PJ: Right. Where any reference to the outside world doesn’t matter anymore.
ERIC: Yeah and that’s the problem is it’s internet time but it’s pure internet time. And considering we still live in the real world that doesn’t have that much sense.
As a person who lives in the present, it’s easy to laugh at the ideas of people in the past. It’s cheap, too. Every big idea seems crazy until it works. I asked Carlo why he thought internet time failed, and he surprised me by putting the blame on Swatch.
CARLO: You know, in a company like Swatch we have one big mistake that we do all the time. We fall in love and out of love relatively quickly. So as soon as another idea came to the floor, and we started to think about something new, we started to use it a little less, promote it a little less. And that’s where obviously then the public doesn’t follow you.
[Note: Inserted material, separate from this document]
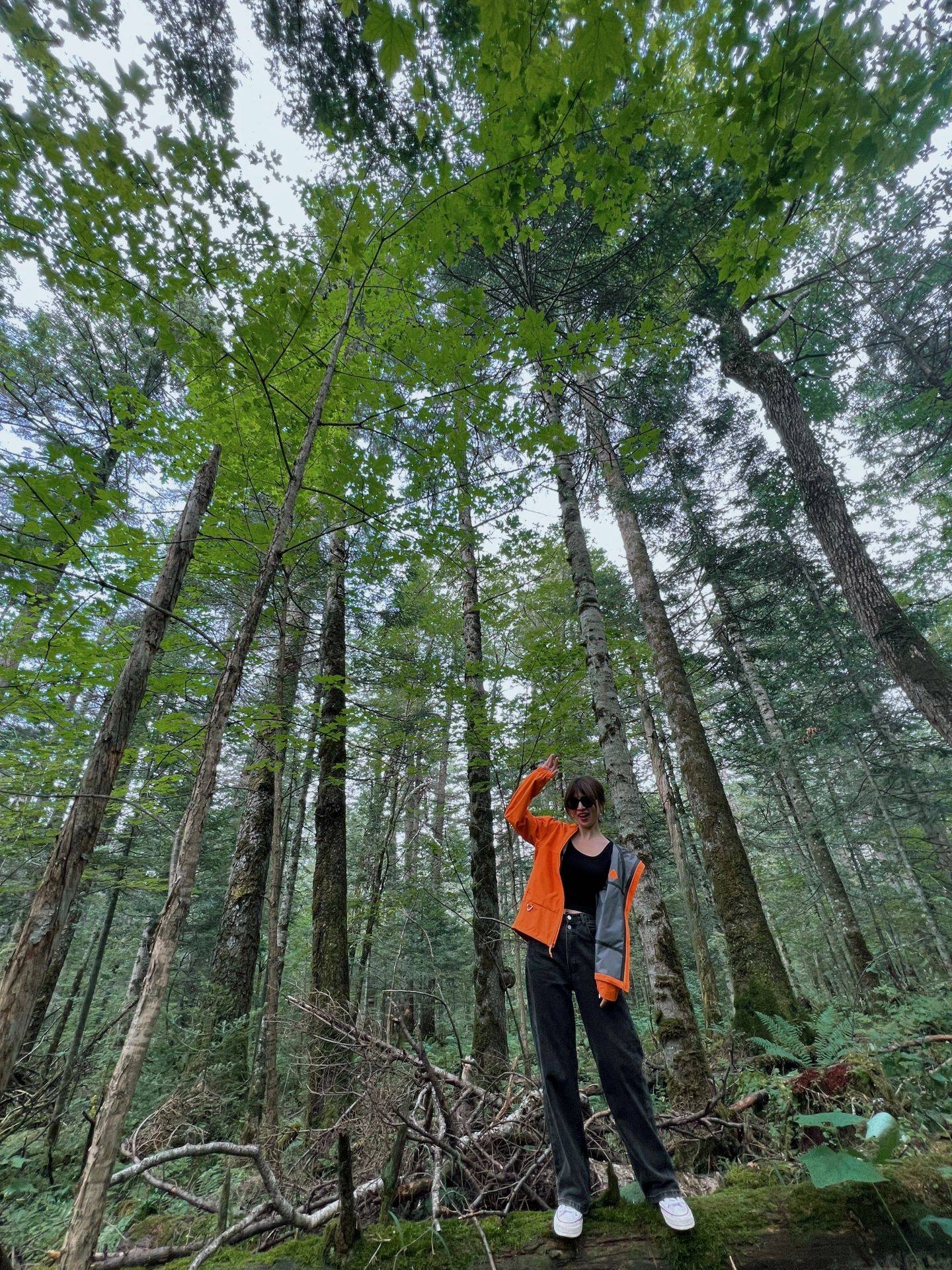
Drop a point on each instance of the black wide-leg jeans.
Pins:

PJ: It sounds like from what you’re describing, it wasn’t like people were disappointed or like it was a big failure.
CARLO: Oh no not at all. I mean, even still today people remember it. And they don’t remember it as - we have other Swatch projects where people look at it like, what were you thinking? In this case they totally recognize the cool factor. I think it suggests in a way, that to revolutionize a new way of telling time -- probably we would have had to do some lobbying at some governmental level. Which is so non-Swatch. (laughs)
Maybe one day Swatch will reinvent itself as a lobbying group dedicated to changing our idea of time, but it’s unlikely. For now, Swatch Internet Time’s a mostly quiet ghost. A reminder of what we thought the future would be in 1998.
NEGROPONTE: "This is just the beginning, the beginning of understanding that cyberspace has no limits, no boundaries, no geography, no distance. We’re just at the beginning of understanding what that means.”
We’re still trying to understand what that means. But buried in the back of Swatch’s website, you can still find a world map and a clock that’ll tell you the time in beats. The page looks recently updated, not like some relic from the nineties. You can go there. You can set your watch to it.